Some more background
I tried to teach myself linear algebra, but I only covered the basics without much focus on statistical applications, so I don’t fully understand all the details yet. But the basic idea is that the sampling variance of a linear combination is given by:
\[\text{Var}(c^T X) = c^T \Sigma c,\]
where \(c\) is the contrast vector and \(\Sigma\) the covariance matrix. When you check this formula using a simple t-test example, it actually works out as expected.
Means vector:
\[ \bar{\mathbf X} = \begin{bmatrix} \bar X_A\\[4pt] \bar X_B \end{bmatrix} = \begin{bmatrix} 10\\[4pt] 12 \end{bmatrix}. \] Covariance:
\[ \Sigma = \begin{bmatrix} \mathrm{Var}(\bar X_A) & \mathrm{Cov}(\bar X_A,\bar X_B)\\[6pt] \mathrm{Cov}(\bar X_B,\bar X_A) & \mathrm{Var}(\bar X_B) \end{bmatrix} = \begin{bmatrix} 0.1333 & 0.1667\\[6pt] 0.1667 & 0.3000 \end{bmatrix}. \]
Contrast vector:
\[ \mathbf c = \begin{bmatrix} 1\\[4pt] -1 \end{bmatrix}. \]
Mean Difference:
\[ \hat D = \mathbf c^\top \bar{\mathbf X} = \begin{bmatrix} 1 & -1 \end{bmatrix} \begin{bmatrix} 10\\[4pt] 12 \end{bmatrix} = -2. \] Variance of Mean Difference:
\[ \mathrm{Var}(\hat D) = \mathbf c^\top \Sigma \mathbf c = \begin{bmatrix} 1 & -1 \end{bmatrix} \begin{bmatrix} 0.1333 & 0.1667\\[4pt] 0.1667 & 0.3000 \end{bmatrix} \begin{bmatrix} 1\\[4pt] -1 \end{bmatrix}. \]

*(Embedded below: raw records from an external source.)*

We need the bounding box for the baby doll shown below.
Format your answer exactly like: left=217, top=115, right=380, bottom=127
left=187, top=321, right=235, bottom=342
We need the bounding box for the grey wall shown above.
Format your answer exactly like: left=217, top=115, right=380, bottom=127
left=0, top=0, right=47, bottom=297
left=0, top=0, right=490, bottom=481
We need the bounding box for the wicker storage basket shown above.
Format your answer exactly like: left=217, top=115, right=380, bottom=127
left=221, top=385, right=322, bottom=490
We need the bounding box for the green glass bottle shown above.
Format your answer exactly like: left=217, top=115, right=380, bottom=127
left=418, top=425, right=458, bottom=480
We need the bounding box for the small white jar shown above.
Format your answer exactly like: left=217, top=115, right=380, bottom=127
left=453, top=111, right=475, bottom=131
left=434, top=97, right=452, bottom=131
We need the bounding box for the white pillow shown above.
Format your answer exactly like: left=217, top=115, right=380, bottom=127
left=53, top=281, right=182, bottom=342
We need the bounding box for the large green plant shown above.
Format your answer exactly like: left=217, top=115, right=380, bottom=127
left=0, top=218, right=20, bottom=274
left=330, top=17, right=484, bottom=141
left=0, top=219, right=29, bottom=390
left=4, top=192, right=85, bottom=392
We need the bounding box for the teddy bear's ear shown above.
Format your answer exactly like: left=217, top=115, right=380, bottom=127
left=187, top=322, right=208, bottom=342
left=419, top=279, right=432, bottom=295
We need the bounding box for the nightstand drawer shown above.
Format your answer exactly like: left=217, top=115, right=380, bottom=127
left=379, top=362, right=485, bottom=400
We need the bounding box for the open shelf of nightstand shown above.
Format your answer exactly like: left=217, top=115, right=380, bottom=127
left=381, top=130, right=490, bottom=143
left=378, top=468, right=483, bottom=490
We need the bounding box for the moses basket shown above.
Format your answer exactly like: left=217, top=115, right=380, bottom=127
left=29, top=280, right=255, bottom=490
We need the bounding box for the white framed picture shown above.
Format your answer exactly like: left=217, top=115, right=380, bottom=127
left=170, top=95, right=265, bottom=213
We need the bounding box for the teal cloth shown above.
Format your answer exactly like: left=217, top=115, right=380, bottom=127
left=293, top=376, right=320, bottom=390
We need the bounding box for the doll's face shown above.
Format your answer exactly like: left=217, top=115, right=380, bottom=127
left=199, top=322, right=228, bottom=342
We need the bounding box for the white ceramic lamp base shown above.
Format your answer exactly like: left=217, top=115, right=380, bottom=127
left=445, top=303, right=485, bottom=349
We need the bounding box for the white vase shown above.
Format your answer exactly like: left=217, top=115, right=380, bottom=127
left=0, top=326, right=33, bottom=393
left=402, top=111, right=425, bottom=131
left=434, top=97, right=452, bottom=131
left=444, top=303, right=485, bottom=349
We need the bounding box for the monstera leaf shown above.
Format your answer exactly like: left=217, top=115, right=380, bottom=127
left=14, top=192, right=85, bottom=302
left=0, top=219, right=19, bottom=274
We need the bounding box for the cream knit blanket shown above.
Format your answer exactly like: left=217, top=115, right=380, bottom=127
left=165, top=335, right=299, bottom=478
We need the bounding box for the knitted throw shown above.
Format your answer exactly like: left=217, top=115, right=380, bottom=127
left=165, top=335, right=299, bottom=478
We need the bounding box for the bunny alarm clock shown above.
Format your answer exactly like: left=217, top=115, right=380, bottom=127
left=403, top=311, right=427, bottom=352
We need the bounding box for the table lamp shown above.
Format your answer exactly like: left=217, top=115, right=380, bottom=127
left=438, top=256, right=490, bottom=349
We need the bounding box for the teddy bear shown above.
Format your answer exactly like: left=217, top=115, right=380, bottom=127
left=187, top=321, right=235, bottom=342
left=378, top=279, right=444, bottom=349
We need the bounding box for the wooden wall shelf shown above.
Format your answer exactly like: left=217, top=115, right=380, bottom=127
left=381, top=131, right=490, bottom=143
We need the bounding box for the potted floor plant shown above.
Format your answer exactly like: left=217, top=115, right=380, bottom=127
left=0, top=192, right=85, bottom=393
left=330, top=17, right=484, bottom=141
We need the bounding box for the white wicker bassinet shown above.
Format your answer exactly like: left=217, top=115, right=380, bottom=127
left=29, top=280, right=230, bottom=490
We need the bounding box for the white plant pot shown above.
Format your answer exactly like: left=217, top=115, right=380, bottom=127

\[ \Sigma \mathbf c = \begin{bmatrix} 0.1333 - 0.1667\\[4pt] 0.1667 - 0.3000 \end{bmatrix} = \begin{bmatrix} -0.0334\\[4pt] -0.1333 \end{bmatrix}, \qquad \mathbf c^\top (\Sigma \mathbf c) = -0.0334 + 0.1333 = 0.10. \]
\[ \mathrm{SE}(\hat D) = \sqrt{\mathbf c^\top \Sigma \mathbf c} = \sqrt{0.10} = 0.316. \] t-value:
\[ t = \frac{\mathbf c^\top \bar{\mathbf X} - 0}{\sqrt{\mathbf c^\top \Sigma \mathbf c}} = \frac{-2}{0.316} = -6.33. \]
The interesting feature of the weight matrix is its general applicability. In a purely between-subjects design, the weight matrix will have nonzero entries only along the diagonal. While covariances may not always be exactly zero, the pairwise sample sizes for between-subject comparisons are zero, so off-diagonal weights do not contribute. In a within-subjects design, both the covariance matrix and the sample-size matrix typically contain nonzero entries throughout. In mixed designs, some covariances are zero while others are not. This flexibility makes the weight matrix a powerful tool for a wide range of experimental designs.